The fracture toughness of A508 Cl 3 and A533 Gr B steels generally increases with increasing loading rate. However, a decrease in the crack initiation toughness JIc with increasing strain rate has been observed in few investigations in the temperature range of interest for LWR applications. The J-R curves generally show an increase in cracking resistance with increasing loading rate. The fracture toughness data for Types 304 and 316 SSs generally suggest a beneficial effect of increasing loading rate on the crack resistance. The limited data in the literature on the effect of loading rate on the fracture toughness properties of the CASS materials are somewhat inconsistent, and as-cast and aged material show different behaviors.

Recent work on low-temperature crack propagation for CASS CF-8 material in PWR environments investigated the potential synergy between thermal and hydrogen embrittlement associated with decomposition of the ferrite at reactor temperatures, and a large effect of the coolant environment on fracture toughness was observed. For Alloy 600, a dramatic degradation in fracture toughness is observed in hydrogenated water at temperatures below 149°C, an effect attributed to hydrogen-induced intergranular cracking. This behavior is similar to that observed for aged CF-8 material in LWR SWC. At higher temperatures in the same environment, the fracture toughness increases with increasing loading rate. A qualitatively similar behavior is observed for Alloy 690.

4.2.4 Elastic Properties No strain-rate dependence is observed for the elastic properties of NPP structural alloys.

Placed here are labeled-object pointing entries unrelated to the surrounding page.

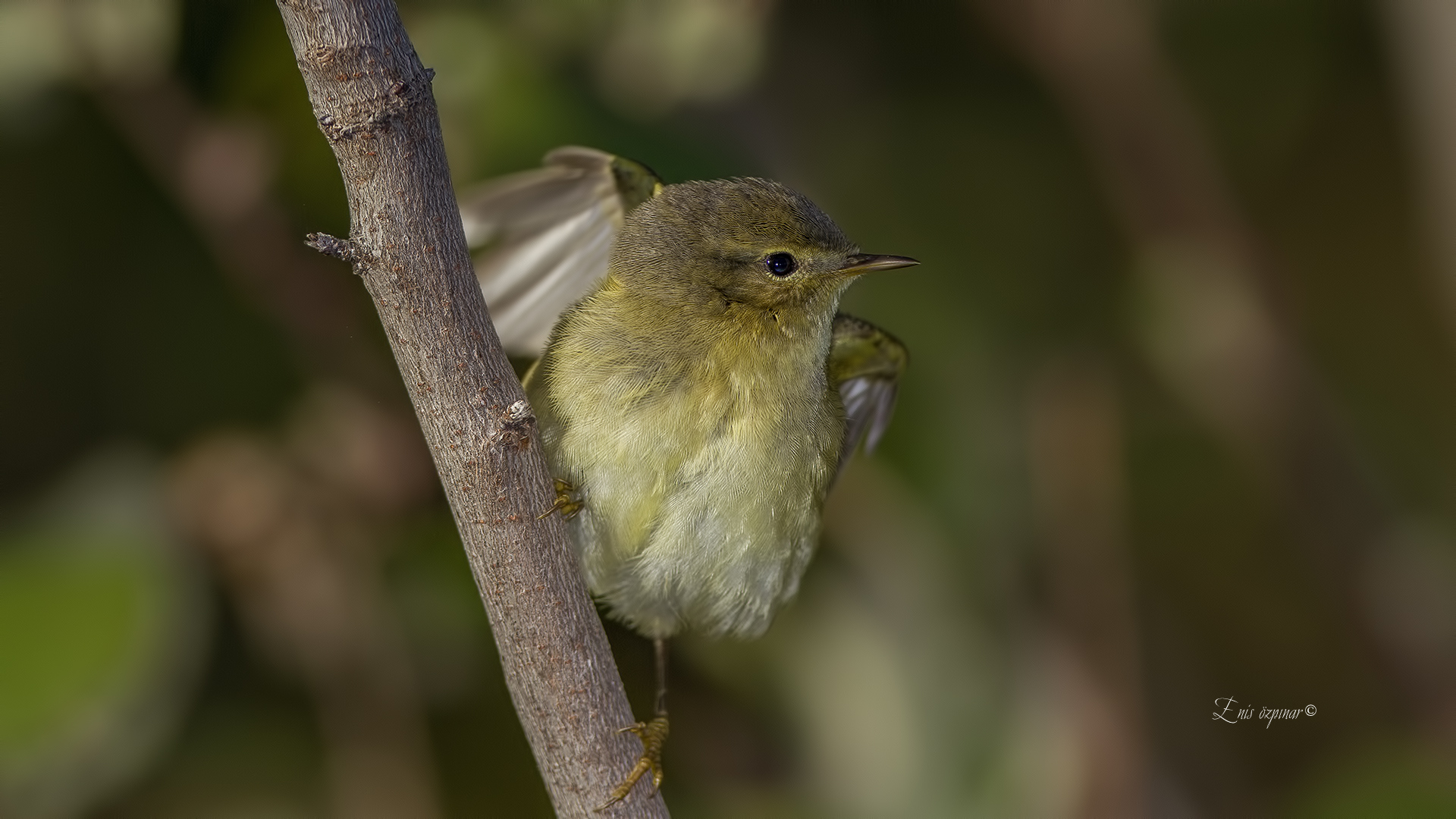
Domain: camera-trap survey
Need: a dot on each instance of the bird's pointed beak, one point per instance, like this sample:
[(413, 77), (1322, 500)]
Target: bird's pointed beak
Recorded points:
[(867, 262)]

103 4.3 Information Gaps Five information gaps were identified in this work, as follows:

1. The possible impact of (a) current material condition, (b) loading rates associated with typical seismic events and with low-level seismic fatigue cycles (e.g., magnitudes associated with seismic accelerations between 0.01 g and OBE) on reactor component design needs to be investigated for at least two components, one from reactor core internal components and the other from primary pressure boundary piping (Section 2.4).

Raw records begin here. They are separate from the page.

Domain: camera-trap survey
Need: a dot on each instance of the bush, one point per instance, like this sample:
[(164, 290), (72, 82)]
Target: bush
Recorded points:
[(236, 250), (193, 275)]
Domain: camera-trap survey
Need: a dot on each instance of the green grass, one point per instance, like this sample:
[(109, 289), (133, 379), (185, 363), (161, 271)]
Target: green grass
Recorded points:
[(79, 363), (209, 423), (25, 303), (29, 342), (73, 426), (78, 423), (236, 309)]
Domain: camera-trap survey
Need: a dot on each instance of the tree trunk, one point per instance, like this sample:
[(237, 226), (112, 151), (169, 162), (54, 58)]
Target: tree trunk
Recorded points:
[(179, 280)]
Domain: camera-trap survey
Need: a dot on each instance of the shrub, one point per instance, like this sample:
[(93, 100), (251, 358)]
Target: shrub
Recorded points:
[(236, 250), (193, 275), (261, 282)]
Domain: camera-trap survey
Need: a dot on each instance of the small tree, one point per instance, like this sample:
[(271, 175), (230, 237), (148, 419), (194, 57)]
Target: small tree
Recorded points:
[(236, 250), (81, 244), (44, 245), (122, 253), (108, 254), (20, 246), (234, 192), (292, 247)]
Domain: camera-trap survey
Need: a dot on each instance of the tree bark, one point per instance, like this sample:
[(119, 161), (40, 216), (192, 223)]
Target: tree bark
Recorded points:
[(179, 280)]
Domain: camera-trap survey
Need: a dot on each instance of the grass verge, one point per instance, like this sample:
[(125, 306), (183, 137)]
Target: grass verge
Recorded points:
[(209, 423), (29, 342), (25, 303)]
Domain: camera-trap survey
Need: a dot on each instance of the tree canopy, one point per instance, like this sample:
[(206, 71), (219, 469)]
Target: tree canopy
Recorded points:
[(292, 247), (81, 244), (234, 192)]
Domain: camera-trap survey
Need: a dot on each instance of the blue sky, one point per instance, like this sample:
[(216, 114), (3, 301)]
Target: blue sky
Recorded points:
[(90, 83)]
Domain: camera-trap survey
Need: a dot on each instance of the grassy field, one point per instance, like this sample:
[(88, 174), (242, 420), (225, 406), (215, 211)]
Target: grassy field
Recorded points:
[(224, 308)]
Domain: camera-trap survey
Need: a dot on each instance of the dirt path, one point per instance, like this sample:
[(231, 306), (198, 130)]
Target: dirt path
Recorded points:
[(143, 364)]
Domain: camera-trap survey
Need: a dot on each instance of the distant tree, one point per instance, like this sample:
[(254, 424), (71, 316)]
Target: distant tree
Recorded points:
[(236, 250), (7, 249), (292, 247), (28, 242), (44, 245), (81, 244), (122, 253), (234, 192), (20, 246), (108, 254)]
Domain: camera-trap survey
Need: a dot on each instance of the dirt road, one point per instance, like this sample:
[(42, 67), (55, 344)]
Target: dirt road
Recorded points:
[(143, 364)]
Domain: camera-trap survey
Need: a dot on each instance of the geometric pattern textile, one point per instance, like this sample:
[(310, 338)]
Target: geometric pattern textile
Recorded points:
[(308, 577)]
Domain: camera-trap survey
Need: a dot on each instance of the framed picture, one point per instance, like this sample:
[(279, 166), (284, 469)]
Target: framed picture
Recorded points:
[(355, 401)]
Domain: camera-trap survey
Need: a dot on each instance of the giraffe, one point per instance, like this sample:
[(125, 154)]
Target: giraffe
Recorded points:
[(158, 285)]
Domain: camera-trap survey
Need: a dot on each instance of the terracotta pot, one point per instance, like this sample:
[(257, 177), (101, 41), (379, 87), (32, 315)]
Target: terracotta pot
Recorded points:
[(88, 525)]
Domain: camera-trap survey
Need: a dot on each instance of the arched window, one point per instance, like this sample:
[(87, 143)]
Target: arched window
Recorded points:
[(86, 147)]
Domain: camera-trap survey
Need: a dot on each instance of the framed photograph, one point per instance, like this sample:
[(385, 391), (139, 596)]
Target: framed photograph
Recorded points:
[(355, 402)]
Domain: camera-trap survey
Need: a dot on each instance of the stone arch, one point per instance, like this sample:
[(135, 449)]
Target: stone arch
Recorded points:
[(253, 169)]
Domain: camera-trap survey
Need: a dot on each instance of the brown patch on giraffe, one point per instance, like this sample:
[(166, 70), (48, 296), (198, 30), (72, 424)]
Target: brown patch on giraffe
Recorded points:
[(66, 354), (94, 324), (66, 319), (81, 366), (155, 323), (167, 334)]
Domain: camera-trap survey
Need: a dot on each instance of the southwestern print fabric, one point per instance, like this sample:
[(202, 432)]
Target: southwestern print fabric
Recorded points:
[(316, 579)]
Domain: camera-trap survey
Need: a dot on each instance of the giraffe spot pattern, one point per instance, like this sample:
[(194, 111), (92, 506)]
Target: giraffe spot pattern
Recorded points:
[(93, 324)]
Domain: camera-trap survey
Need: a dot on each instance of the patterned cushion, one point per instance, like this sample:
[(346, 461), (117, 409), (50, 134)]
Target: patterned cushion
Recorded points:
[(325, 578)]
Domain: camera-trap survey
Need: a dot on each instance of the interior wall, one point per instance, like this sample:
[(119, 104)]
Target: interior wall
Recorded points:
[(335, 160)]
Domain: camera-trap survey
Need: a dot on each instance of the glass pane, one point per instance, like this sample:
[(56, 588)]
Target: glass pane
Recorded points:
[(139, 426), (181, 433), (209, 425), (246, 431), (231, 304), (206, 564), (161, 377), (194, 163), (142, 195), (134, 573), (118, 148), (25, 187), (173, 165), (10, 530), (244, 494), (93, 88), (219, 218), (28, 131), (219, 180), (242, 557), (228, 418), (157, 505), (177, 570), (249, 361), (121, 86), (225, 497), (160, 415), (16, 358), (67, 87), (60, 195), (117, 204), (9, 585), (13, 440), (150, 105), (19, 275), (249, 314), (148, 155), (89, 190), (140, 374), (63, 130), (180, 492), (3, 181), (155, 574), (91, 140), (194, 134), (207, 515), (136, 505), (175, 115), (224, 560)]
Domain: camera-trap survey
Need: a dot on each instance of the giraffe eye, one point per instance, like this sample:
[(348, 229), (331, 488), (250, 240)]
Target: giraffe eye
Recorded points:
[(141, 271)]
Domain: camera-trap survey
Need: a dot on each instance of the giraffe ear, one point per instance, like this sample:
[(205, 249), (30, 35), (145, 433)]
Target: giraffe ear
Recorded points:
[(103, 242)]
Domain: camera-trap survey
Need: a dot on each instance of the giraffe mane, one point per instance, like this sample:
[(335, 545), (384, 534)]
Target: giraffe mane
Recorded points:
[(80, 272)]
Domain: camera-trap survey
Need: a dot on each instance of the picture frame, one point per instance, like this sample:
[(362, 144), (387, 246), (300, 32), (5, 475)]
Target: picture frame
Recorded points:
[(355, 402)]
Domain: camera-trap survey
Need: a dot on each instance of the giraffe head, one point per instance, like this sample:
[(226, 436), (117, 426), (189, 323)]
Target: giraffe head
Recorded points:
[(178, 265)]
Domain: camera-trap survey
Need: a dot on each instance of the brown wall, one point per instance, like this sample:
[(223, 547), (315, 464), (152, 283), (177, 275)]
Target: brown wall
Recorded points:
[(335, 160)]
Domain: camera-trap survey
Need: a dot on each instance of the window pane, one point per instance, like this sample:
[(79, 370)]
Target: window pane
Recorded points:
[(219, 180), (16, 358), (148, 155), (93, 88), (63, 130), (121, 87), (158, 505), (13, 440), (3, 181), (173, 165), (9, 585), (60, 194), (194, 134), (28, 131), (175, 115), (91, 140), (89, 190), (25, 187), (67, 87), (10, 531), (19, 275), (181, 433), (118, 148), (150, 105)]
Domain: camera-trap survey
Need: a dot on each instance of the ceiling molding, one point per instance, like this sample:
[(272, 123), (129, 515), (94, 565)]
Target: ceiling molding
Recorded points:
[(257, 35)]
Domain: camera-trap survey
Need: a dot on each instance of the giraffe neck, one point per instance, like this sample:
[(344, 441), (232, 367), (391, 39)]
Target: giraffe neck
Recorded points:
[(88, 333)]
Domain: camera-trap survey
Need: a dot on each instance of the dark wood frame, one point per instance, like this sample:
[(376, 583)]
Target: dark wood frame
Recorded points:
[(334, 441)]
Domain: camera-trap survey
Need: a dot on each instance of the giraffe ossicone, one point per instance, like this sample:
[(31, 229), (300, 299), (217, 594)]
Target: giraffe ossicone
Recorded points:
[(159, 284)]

2. The cumulative effect of elastic strain cycling on material microstructure and the resulting effect on fracture properties of reactor structural materials needs to be examined (Section 3.1.1.2).
3. The reason for the reversed strain rate dependence (i.e., decrease in yield and flow stress with increase in strain rate) at 400°C and its potential impact on seismic design of safety-related structures and components needs to be determined (Section 3.1.2.1).

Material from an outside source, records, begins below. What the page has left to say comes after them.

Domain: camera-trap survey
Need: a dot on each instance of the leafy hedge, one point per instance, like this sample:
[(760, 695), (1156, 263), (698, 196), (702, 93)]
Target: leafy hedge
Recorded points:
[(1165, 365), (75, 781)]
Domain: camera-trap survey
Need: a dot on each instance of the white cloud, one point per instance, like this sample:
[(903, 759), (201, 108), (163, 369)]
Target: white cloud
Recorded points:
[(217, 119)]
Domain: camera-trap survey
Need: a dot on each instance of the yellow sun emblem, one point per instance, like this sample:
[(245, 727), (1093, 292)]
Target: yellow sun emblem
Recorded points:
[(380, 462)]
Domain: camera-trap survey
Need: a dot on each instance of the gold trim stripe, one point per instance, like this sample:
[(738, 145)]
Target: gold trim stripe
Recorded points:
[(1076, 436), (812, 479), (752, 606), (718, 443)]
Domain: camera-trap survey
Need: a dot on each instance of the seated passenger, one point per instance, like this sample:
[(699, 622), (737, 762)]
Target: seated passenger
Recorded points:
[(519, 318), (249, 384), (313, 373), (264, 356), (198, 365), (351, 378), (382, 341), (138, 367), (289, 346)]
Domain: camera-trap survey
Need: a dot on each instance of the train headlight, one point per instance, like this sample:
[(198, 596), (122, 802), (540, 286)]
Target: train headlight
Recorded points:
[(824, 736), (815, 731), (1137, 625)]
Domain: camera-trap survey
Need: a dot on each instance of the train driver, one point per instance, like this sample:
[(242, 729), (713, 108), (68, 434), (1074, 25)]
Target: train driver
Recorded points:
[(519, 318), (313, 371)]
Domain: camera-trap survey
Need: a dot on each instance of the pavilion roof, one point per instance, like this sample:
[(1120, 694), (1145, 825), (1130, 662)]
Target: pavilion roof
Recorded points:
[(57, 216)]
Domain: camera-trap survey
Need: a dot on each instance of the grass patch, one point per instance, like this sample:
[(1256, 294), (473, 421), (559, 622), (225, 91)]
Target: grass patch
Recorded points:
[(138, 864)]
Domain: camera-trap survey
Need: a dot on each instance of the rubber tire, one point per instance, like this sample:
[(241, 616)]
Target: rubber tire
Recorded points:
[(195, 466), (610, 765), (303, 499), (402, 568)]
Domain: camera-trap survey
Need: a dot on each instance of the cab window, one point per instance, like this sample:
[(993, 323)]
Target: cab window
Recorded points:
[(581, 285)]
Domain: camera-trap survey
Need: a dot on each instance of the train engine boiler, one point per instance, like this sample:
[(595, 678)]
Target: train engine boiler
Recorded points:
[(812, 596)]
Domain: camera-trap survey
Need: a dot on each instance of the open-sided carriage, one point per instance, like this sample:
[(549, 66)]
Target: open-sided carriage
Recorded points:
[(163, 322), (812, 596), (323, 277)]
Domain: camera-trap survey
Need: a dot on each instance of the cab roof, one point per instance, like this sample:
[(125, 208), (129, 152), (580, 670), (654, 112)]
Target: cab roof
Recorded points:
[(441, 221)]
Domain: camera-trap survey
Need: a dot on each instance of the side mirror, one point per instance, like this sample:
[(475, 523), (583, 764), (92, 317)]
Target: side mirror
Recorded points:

4. The possible decrease in fracture toughness of CASS materials and austenitic SS welds thermally aged at 300 to 370°C and tested under dynamic loading conditions at temperature between room temperature and 100°C needs to be investigated (Section 3.1.4.3).
5. The potential effect of reduced fracture toughness of Alloys 600 and 690, aged CASS CF-3 and CF-8 materials, and austenitic SS welds in LWR SWC on the seismic design of reactor safety-related components needs to be determined (Section 3.1.4.4).